I've come to this stage in life where I am always tired. I'm not sure if my body is telling me that my metabolism is seriously putting on the brakes, or if I'm still overdoing it, or my stress is through the roof..... Whatever the cause, I am ALWAYS tired. I actually fell asleep on the couch the other night at 9:30PM. Michael woke me up at 11:30 so I could stumble upstairs to bed. Got in the bed by 11:45 - and was zonked out again. I don't think I moved until my alarm went off at 6:30..... and even then, I couldn't get up. This isn't like me. I've always been a morning person. Able to get up, get moving, and then stay up until the break of dawn.... and then I'd do it all over again the next day. Now, not so much.
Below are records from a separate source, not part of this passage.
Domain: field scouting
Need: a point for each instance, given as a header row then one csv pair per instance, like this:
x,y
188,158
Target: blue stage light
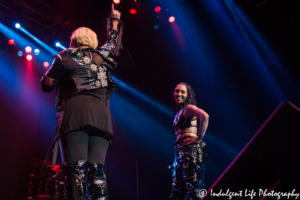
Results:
x,y
20,53
36,52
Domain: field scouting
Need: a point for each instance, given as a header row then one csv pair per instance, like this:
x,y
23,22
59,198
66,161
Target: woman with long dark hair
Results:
x,y
83,85
188,167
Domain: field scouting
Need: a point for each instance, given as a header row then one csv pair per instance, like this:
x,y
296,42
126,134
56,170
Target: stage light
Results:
x,y
157,9
46,64
20,53
29,57
171,19
11,41
36,52
133,11
28,49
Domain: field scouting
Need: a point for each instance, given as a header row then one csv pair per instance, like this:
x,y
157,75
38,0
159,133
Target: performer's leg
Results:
x,y
178,187
96,176
74,146
193,172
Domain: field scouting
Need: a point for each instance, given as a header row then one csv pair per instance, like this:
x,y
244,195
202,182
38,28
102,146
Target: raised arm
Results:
x,y
114,36
203,117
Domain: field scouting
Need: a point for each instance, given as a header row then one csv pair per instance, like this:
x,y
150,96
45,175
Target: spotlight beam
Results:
x,y
52,51
143,97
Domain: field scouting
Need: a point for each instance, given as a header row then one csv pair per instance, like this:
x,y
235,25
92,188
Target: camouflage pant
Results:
x,y
188,171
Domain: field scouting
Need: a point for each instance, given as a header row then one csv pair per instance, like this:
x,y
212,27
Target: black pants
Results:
x,y
188,171
79,145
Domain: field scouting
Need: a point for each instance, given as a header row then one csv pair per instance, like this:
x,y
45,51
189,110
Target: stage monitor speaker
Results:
x,y
268,164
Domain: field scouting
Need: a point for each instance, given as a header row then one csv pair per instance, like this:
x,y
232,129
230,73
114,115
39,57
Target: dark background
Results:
x,y
240,57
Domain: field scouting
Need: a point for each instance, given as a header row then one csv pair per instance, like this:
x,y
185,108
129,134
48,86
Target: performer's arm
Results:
x,y
201,115
110,48
53,75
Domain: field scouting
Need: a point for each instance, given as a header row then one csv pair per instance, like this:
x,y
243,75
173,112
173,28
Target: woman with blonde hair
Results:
x,y
83,85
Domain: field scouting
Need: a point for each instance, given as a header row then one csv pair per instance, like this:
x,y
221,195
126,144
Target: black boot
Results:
x,y
76,180
97,181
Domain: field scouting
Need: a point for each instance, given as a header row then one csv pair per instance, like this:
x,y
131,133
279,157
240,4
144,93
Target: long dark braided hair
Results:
x,y
191,98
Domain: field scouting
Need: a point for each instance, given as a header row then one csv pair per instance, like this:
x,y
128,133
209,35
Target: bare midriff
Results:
x,y
187,132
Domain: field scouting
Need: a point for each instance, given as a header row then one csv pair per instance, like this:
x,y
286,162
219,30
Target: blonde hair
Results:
x,y
84,37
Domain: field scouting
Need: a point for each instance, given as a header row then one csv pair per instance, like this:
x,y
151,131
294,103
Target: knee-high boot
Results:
x,y
97,181
76,180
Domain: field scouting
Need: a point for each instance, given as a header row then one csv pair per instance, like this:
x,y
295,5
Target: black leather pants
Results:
x,y
97,182
188,171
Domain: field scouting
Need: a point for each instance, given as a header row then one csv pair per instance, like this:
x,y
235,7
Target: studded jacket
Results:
x,y
81,73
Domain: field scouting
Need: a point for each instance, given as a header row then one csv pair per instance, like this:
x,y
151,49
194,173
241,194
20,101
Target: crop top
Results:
x,y
183,122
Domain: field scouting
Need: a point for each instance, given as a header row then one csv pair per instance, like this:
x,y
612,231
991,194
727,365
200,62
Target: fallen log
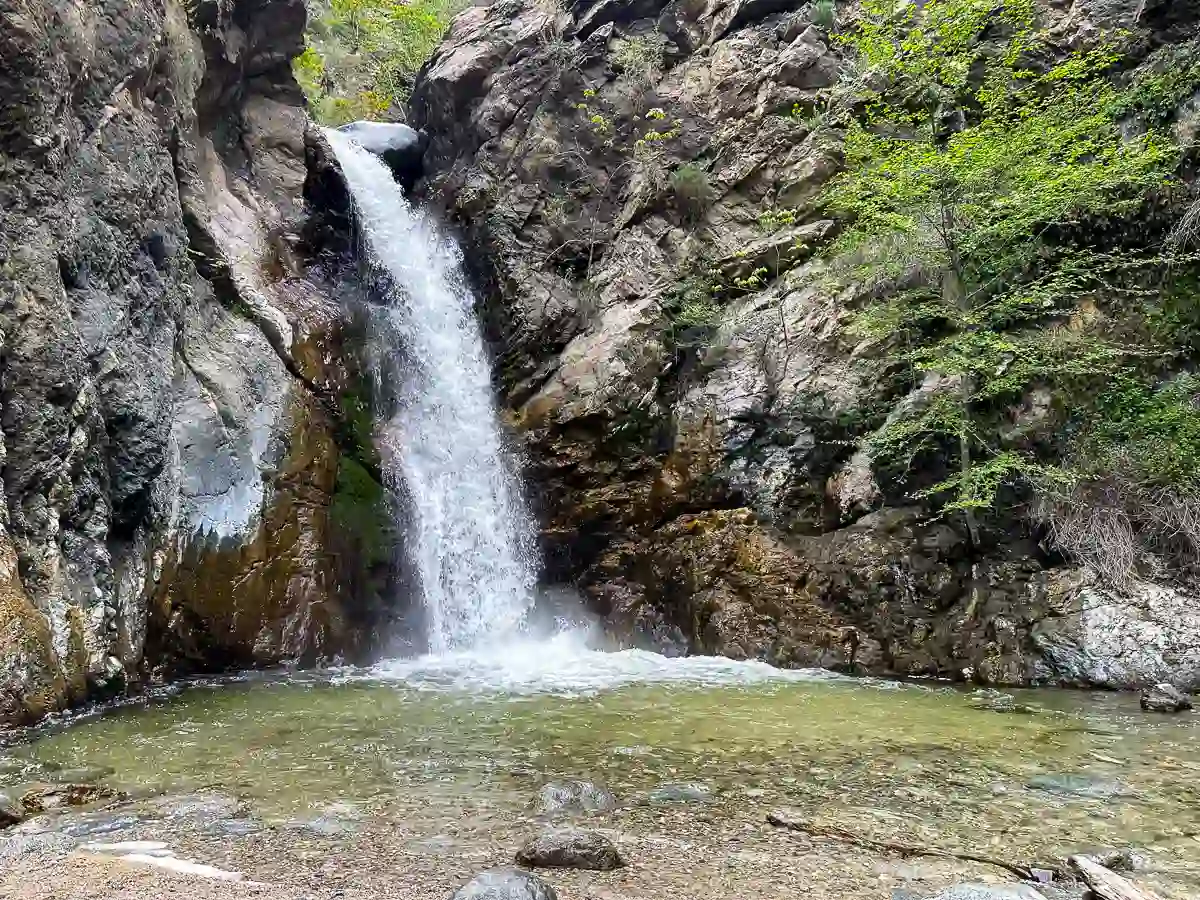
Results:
x,y
1107,885
781,820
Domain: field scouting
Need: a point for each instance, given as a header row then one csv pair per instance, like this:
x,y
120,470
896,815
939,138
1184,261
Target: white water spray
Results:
x,y
471,538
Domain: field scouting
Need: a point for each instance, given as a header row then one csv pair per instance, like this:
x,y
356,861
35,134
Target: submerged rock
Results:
x,y
570,849
400,147
1164,699
11,813
505,885
989,892
689,792
1077,786
561,797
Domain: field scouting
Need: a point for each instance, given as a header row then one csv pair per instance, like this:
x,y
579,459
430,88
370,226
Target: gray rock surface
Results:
x,y
505,885
570,849
701,477
1164,699
11,811
166,364
562,797
400,145
989,892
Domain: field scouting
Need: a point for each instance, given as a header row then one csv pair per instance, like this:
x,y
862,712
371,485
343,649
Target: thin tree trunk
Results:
x,y
955,295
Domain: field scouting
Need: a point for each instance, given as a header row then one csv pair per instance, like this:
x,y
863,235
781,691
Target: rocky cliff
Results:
x,y
173,394
699,471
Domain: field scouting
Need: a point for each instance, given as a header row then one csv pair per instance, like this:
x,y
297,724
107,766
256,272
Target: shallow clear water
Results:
x,y
910,762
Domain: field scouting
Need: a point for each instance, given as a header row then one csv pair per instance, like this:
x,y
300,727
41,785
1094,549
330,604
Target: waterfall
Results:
x,y
469,539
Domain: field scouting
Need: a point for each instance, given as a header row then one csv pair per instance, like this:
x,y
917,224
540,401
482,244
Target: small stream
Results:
x,y
1029,775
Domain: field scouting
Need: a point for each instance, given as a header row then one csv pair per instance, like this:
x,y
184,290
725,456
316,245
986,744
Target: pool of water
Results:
x,y
1030,775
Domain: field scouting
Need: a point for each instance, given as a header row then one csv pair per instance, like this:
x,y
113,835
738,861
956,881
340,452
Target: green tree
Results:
x,y
970,172
363,55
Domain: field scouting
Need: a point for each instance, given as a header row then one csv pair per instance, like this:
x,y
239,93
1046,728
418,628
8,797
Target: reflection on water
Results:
x,y
1054,773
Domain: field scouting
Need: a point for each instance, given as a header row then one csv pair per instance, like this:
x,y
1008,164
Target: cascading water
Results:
x,y
469,538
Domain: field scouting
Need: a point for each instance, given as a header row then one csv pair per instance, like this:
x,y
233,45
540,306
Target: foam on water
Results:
x,y
468,537
564,665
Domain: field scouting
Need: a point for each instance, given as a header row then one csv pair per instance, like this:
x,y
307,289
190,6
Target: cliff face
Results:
x,y
169,381
699,474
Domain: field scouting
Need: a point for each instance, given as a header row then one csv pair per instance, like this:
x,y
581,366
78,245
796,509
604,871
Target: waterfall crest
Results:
x,y
471,539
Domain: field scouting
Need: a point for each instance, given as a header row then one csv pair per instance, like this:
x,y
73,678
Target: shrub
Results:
x,y
693,191
825,13
363,55
640,58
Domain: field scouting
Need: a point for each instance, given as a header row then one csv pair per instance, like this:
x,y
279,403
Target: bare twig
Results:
x,y
906,850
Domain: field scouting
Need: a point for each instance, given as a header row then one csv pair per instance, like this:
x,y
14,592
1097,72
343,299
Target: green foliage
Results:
x,y
363,54
359,510
1168,79
640,58
825,13
693,309
693,191
1155,430
963,175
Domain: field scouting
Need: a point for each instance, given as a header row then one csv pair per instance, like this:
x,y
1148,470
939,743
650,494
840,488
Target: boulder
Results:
x,y
570,849
1164,699
681,793
11,813
400,145
505,885
559,797
989,892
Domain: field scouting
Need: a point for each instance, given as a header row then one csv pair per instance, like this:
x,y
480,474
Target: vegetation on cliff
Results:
x,y
1006,215
363,55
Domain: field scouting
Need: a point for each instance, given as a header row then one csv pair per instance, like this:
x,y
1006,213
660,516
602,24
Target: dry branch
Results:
x,y
907,850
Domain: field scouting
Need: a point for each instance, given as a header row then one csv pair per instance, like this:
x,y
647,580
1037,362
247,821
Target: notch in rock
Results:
x,y
400,145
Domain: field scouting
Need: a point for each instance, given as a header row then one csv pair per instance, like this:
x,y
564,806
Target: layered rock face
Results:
x,y
697,471
169,381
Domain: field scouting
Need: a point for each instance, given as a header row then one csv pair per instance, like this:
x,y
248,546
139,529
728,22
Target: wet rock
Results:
x,y
505,885
1119,861
690,792
400,147
1164,699
337,819
83,774
1077,786
563,797
997,702
989,892
11,813
198,809
17,844
41,799
570,849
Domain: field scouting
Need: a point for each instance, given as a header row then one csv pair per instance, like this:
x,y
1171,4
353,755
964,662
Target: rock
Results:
x,y
989,892
561,797
1164,699
1077,786
646,431
1119,861
505,885
41,799
401,147
11,813
16,845
83,774
570,849
681,793
997,702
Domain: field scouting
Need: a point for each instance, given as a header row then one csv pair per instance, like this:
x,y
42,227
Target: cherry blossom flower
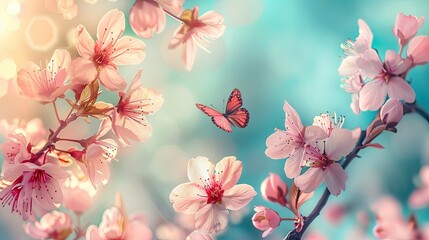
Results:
x,y
129,118
386,79
68,8
55,225
99,59
274,189
196,235
322,158
391,112
212,190
265,219
116,225
406,27
418,49
196,31
35,192
353,84
420,197
291,143
45,85
148,16
354,50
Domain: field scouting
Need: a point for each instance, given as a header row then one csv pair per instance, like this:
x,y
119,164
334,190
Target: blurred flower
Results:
x,y
274,189
420,197
148,16
196,31
406,27
68,8
45,85
116,225
385,79
210,202
391,112
35,189
292,142
418,49
99,59
266,220
54,225
322,158
196,235
129,120
354,50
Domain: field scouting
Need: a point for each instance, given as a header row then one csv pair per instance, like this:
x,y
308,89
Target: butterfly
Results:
x,y
234,113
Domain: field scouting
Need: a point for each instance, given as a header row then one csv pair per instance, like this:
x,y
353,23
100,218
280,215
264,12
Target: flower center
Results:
x,y
214,194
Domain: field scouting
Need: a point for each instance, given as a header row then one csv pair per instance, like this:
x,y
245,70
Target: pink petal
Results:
x,y
83,71
372,95
110,27
128,50
335,178
310,180
293,122
85,43
370,64
211,218
293,163
278,146
348,66
111,79
187,198
200,169
228,171
339,144
238,196
398,88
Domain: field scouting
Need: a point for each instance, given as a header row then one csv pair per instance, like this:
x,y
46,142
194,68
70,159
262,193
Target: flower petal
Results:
x,y
238,196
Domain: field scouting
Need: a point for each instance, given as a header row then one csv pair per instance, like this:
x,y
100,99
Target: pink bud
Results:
x,y
274,189
418,50
266,220
391,112
406,27
146,17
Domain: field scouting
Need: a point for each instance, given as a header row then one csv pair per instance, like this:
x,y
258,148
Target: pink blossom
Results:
x,y
35,192
386,79
196,235
115,225
129,120
266,220
420,197
68,8
212,190
292,142
55,225
354,50
322,158
353,84
418,49
148,16
391,112
406,27
274,189
99,59
196,31
45,85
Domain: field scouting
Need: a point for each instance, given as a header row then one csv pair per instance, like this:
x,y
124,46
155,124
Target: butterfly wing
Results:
x,y
217,117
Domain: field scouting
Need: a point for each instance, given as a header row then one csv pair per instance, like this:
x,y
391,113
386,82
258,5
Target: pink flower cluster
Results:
x,y
369,79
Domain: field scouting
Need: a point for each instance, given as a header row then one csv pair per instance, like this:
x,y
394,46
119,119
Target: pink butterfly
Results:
x,y
234,113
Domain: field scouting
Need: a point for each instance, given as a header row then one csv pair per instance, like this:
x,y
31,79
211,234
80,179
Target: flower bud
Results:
x,y
266,220
274,189
391,112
And yet, even in this weird tiredness, I find that I'm in a good place. I've finished grad school. I'm job hunting (which I haven't done in quite a while). I've got great friends that I'm lucky enough to see on a regular basis. It's odd.... but for me, when I hit 40, I really came into my own. I tried to make improvements to MY life (emphasis on my life simply because I did these things for ME). I really wanted to come out and let everyone know me as Mary.... not Michael's wife, or the twins' mother, or the drama mom (I was president of the drama boosters at my boys' high school), or the chorus mom, or the band mom, or anything else that I've been involved in that did not allow others to see me for me. It was as if a switch in my head got turned on.... and I started working on me. I began building my identity for who I am, and who I wanted to be outside of all of those other things. Oddly enough, this process created some issues with jealousy for Michael. But, for me, I'm happier now in my own skin than what I've been in quite a while. Which I guess was the goal of this process.
So, for others that may be reading this... I hope that everyone has the opportunity to find themselves. To figure out who you are and where you want your life to go.... So many people walk around aimlessly, never really knowing or understanding their potential. I'm fortunate that I've taken time to at least focus on my potential. I may not understand it, but I know that I have it. And that makes me happy..... tired, but happy.